Recuerdo perfectamente la impactante sensación que recibí el día de su ingreso. Lo que más me llamó la atención fue el rótulo que coronaba una doble puerta cerrada a cal y canto: “ALA DE INFECCIOSOS”. Pero, sobre todo, el que estuviera cerrada. Parecía una premonición de lo que, poco a poco, iría descubriendo sobre aquel tipo de enfermos. Un insistente pensamiento martilleaba mi cerebro: “ ¡Mi madre, cohabitando con toxicómanos, prostitutas, sidosos...!
Un ronco pitido me devolvía, momentáneamente, a la realidad.

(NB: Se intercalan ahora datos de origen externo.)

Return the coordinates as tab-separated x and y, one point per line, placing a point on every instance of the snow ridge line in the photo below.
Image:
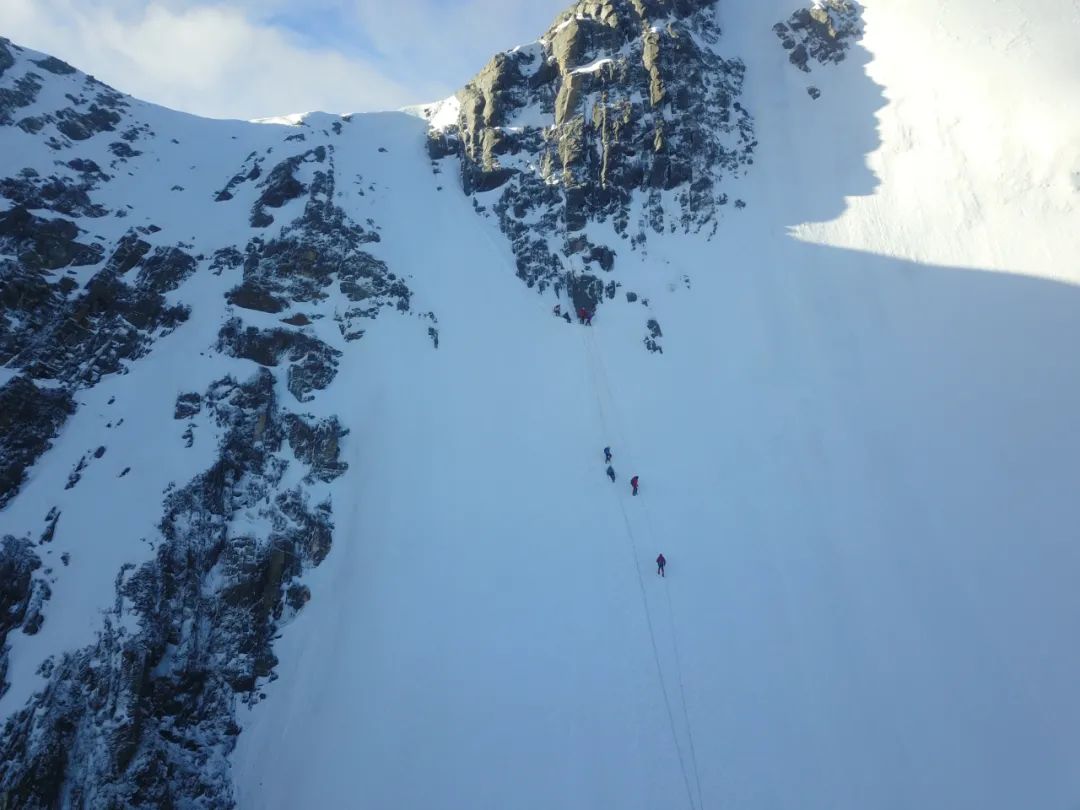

Instintivamente, mi mano derecha acarició suavemente el envahecido cristal del ventanal, dejando ver nítidamente, el perfil de un tren que entraba en el apeadero de la Ciudad Sanitaria.
La visión de aquel tren me transportó en el pensamiento a una niñez, por cierto, bastante introvertida y problemática. El recuerdo de mi abuelo, y de un paseo compartido con él hacia la vieja estación de mi pueblo, planeaba sobre mi mente; un viejo tren, aparcado sobre una vía muerta, llamó de inmediato mi atención.
-¿Te gusta...? –me preguntó mi abuelo-. Ven, te lo voy a enseñar por dentro.
Como quien entra en el santuario de la magia, atravesé el umbral del vagón de cola, dispuesto a devorar toda la información que mi abuelo, un sabio viejo, a mi corto entender, me proporcionaría.
-Éste, querido nieto, es el Tren de la Vida- empezaba a disertar- Cuando nacemos, todos entramos en él. Observa ese vagón: en la puerta de entrada hay una máscara con expresión sonriente. Es el Vagón de la Felicidad. Lo ideal sería que todos los humanos permaneciéramos siempre en él. Mira aquel otro: la máscara tiene el rictus preocupado. Los problemas, la insatisfacción... todos los malos momentos que vivimos en nuestra vida tienen cabida en él. Como si de un muñeco saltarín se tratara, vamos dando tumbos de uno hacia el otro, constantemente.
-¡Mira, abuelo- le interrumpí- el tren está roto!.
-No, hijo- contestó mi abuelo- Es el Vagón de la Herida. La verdadera felicidad surge como fruto del equilibrio entre el tiempo que pasamos en cada uno de estos vagones. La estabilidad emocional se consigue cuando aceptamos el tránsito de un vagón hacia otro, de forma no traumática. Cuando buscamos desesperadamente instalarnos en el Vagón de la Felicidad, al no conseguirlo, el desequilibrio que se produce puede perturbarnos. En esta situación es cuando aparece ante nuestros ojos el Vagón de la Herida. A través de esa brecha que ves, se nos ofrece un mundo tan maravilloso como irreal. Unas funestas y engañosas sombras nos muestran un paisaje idílico, invitándonos a apearnos del Tren. Ten cuidado, hijo, porque si lo hicieras te resultaría muy difícil volver a retomarlo.
Una extraña conversación distrajo mis pensamientos, haciéndome volver a la realidad:
-¿Quieres chocolate, tío...? –le preguntó un enfermo a otro- ¡Yo, alucinaba!... ¿Cómo podía haber venta de droga en un lugar como aquel?... Más adelante descubriría que este no era un hecho aislado y que esta situación se prodigaba con determinada frecuencia.
Realmente, en aquellos días descubrí muchas cosas sobre aquellos enfermos y los familiares que les acompañaban. Percibía, por ejemplo, la angustia de aquellas madres, al ver cómo las vidas de sus jóvenes hijos pendían de un hilo, pudiendo ser arrebatadas por los criminales efectos de la droga o del sida.
Alguien llamó mi atención, saludándome afablemente. Era Soraya, una mujer de treinta y seis años, que compartía habitación con mi madre: llevaba tres meses ingresada y era la más popular de todos los enfermos. A pesar de su edad, su aspecto era aniñado y varonil. Ningún familiar la acompañaba. Llegó hasta allí al borde de la muerte, después de recibir una tremenda paliza y de ser violada.
Entablamos una animada conversación, interrumpida bruscamente por el silbato de un tren. Tras unos segundos de tenso silencio, Soraya me preguntó:
-¿Te gustan los trenes?... A mí me entretiene el verlos pasar...
Una exposición detallada de la fábula del Tren de la Vida de mi abuelo, fue mi extensa respuesta.